BRAIKER: When you really think about this--that we're just made up of vibrating strings, that we fail to perceive everything that constitutes reality--is it hard not to feel a little despair?

 

     GREENE: When we recognize that the same laws that govern us are the laws that govern the molecules and atoms in interstellar space, the processes in the sun and the countless other stars in the heavens; when we learn, for instance, that the very atoms that make up our body were produced in stars and spewed out into space through supernova explosions, I think it makes us feel more connected to the cosmos. We may not be anything particularly special, but we're definitely part of the grand scheme. I think that can be very uplifting

 

UPT: Yes, all in the universe falls into a grand unified scheme as presented in this book under the UPT but not in accord with the string theory. And the same laws hold inviolably in the subatomic microcosm as they do in the macro-universe. This rules out the violation of conservation of energy-mass and momentum underlying the Heisenberg relations of Uncertainty Principle in the quantum theory, which string theory relies on. This also does away with the ‘creation of matter from nothing’ in the expanding universe, which string theory supports.
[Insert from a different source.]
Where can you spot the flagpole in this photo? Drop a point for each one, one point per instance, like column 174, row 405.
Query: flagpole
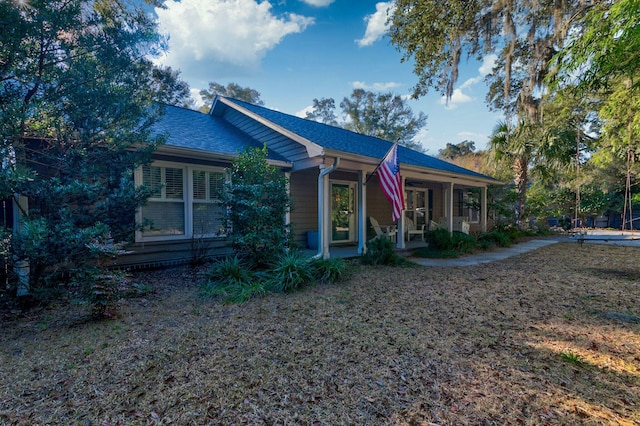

The Chapter-18 on the Science-Spirituality Symbiosis in this book extends and enlarges the grand scheme of unity in the compositions from the micromost 10-33 cm cosminos through fundamental particles to the largest galaxies.

 

 

 

References

 

[1]. http://superstringtheory.com/ 

 

[2]. http://www.sukidog.com/jpierre/strings/ 

 

[3]. http://www.damtp.cam.ac.uk/user/gr/public/qg_ss.html

 

[4].Brian Greene,The Elegant Universe: Superstrings, Hidden Dimensions, And The Quest For The Ultimate Theory, NORTON, 1999.

 

[5].Brian Braiker of KeepMedia<NewsWeek> with Professor Brian Greene: “The World on a String”, 26 March, 2004.

 

[6].Kaluza, Th.,  Sitz.d .Preuss. Akad .d. Wiss. (1921) 966.

 

[7].Klein, O., Z. Phys. 37 (1926) 895.

 

[8].N. Arkani-Hamed, S. Dimopoulos and G. Dvali Phys. Lett. B 429 (1998) 263–272.